Strawberry Vanilla Scones

Strawberry Vanilla Scones

Strawberries–or at least this variety–are an interesting fruit to bake with. Most berries seem to become almost more tart and brightened once heated, but these strawberries seemed to mellow. Maybe it was the mascarpone and vanilla’s influences, but these strawberry scones were not strawberry-candy-esque, but rather the summer British dessert of Strawberries and Cream turned into a scone.

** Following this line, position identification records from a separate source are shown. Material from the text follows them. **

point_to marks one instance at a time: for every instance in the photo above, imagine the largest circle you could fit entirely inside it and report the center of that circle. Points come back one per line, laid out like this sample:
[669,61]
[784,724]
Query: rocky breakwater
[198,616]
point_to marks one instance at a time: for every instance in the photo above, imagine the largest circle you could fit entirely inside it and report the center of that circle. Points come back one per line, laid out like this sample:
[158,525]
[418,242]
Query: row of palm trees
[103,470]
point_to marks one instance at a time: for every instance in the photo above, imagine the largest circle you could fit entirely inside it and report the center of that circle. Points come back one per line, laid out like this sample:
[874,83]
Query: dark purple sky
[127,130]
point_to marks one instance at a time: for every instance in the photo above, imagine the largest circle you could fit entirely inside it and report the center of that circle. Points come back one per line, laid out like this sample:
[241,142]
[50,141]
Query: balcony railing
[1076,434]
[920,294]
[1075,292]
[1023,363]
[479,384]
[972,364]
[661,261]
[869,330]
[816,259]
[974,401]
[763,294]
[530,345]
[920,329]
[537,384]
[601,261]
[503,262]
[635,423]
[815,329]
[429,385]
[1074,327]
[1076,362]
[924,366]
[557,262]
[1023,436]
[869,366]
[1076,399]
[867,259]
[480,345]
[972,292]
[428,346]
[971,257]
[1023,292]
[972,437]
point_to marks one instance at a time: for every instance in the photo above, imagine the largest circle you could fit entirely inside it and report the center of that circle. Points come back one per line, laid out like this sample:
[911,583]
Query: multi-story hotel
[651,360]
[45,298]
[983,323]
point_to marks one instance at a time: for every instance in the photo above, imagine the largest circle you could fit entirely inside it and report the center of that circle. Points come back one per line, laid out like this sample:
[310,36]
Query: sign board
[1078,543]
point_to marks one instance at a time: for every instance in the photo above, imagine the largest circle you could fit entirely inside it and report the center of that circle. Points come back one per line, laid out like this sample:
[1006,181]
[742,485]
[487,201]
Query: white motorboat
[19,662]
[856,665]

These are perfect for a sophisticated, feminine occasion like a baby shower tea party. Do not top with anything other than the thinnest layer of clotted cream. The scones are moist enough to not need a topping, and an additional flavor will overwhelm the soft strawberries.

Strawberry Vanilla Scones

Strawberry Vanilla Scones

Strawberry Vanilla Scones

Ingredients

  • 200 g all-purpose flour
  • 2 tsp baking powder
  • 1/4 tsp salt
  • 50 g ultrafine baking sugar
  • 1 cup chopped fresh strawberries
  • 1/2 tsp vanilla paste or 1 scraped vanilla bean
  • 200 g mascarpone
  • 1/4 cup water

Preheat oven to 220°C or 450°F. Line baking sheet with parchment paper and set aside.
Sift together flour, baking powder, and salt in a mixing bowl. Add sugar and mix until well blended. Toss in strawberries until they are well dispersed.
Work in the vanilla paste and mascarpone until the dough has formed even sized clumps. Sprinkle water over dough and knead until clumps come together. This is an extremely wet dough.
Place on a heavily floured work surface and pat down to desired thickness (1 cm). Cut out scones with a cutter (5 cm) dipped in more flour and place on baking sheet. Knead scraps back together and repeat until the majority of the dough has been used. In between kneading rounds, replenish the work surface’s flour coating.
Bake for 7-9 minutes until lightly browned on top. These will rise only a little bit.
Turn out onto a wire rack to cool. Savor.